Depuis le début des années 1960, les luttes s’amplifient jusqu’à déboucher en mai-juin 1968 sur une vague inédite de grèves. Les salariées y participent de manière importante, notamment dans la métallurgie où elles sont 400 000. Et nombreuses sont celles qui rejoignent la Fédération CGT des travailleurs de la métallurgie, dont les effectifs s’accroissent de 100 000 adhésions nouvelles.
Des conquis !
Les revendications des salariées sont absentes des points évoqués dans le constat de Grenelle des 25-27 mai 1968. Malgré cela, les succès sont au rendez-vous dans les entreprises, avec des revalorisations qui réduisent l’écart entre salaires masculins et féminins (Sochata à Chatellerault, Baco à Strasbourg ou Electrolux à Courbevoie) et des réductions du temps de travail, comme chez Elno à Argenteuil, où la semaine passe de 45 à 40 heures sans perte de salaires. Dans le groupe Air Liquide ou chez Lip à Besançon, la retraite à 60 ans est possible, tandis que des congés pour enfants malades sont gagnés chez Jouan à Massy ou à la SFENA de Courbevoie.

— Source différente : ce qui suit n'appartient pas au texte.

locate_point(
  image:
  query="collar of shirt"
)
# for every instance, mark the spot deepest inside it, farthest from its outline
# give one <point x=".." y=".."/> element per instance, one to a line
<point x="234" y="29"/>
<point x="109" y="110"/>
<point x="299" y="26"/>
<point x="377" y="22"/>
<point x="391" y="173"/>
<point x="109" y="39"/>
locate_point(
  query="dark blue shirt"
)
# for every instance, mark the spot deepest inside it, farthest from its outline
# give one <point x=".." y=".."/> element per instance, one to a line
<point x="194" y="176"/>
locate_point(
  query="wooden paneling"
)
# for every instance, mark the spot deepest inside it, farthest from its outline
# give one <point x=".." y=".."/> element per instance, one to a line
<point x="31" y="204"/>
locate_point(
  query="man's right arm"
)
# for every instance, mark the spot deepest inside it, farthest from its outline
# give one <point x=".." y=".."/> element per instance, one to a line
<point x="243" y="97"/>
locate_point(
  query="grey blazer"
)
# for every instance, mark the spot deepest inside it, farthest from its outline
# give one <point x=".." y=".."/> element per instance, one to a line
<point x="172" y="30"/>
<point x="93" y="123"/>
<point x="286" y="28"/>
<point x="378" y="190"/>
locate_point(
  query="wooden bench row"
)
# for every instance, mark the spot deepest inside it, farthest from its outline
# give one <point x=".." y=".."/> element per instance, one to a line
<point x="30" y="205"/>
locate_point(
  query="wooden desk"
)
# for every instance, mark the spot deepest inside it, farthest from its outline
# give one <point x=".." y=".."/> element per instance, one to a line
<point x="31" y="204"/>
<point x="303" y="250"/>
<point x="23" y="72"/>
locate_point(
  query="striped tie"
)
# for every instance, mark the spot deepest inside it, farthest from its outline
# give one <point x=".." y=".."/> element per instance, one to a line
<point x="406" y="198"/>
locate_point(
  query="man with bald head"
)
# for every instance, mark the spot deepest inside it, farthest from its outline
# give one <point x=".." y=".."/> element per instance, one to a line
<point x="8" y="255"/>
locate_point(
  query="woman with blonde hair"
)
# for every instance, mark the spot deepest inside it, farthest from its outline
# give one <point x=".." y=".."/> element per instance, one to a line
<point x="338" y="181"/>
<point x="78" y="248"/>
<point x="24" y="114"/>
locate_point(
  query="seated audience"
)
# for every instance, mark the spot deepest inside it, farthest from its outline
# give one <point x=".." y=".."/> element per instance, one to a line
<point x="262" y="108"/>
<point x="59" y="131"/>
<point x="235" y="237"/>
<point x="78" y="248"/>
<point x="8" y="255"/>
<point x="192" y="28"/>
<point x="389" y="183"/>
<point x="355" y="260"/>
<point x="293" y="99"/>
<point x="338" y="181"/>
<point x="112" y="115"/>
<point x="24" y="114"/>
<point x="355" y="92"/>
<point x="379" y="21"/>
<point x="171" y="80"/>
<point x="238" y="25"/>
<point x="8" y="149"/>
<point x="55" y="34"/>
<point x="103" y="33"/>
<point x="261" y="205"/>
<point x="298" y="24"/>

Au-delà, les attitudes changent dans les entreprises. Aux Fermetures Éclair, au Petit-Quevilly, la direction, qui pouvait affirmer – sans rire – « ne faites pas d’enfants, cela fera une revendication de moins », a du concéder un congé pour enfant malade, une augmentation des salaires, une réduction du temps de travail.
Transformer l’essai
Le bouillonnement de mai-juin ne s’essouffle pas immédiatement et la conflictualité reste forte. D’autres succès sont obtenus chez Jaeger à Levallois ou Pygmi-Radio à Saint-Denis sur les qualifications, sur les salaires chez ICE à Paris (12e arr.), Thomson à Gennevilliers ou à la CETH à Bezons. Les femmes enceintes obtiennent des entrées et sorties anticipées à la Polymécanique à Pantin ou chez Proteor à Dijon.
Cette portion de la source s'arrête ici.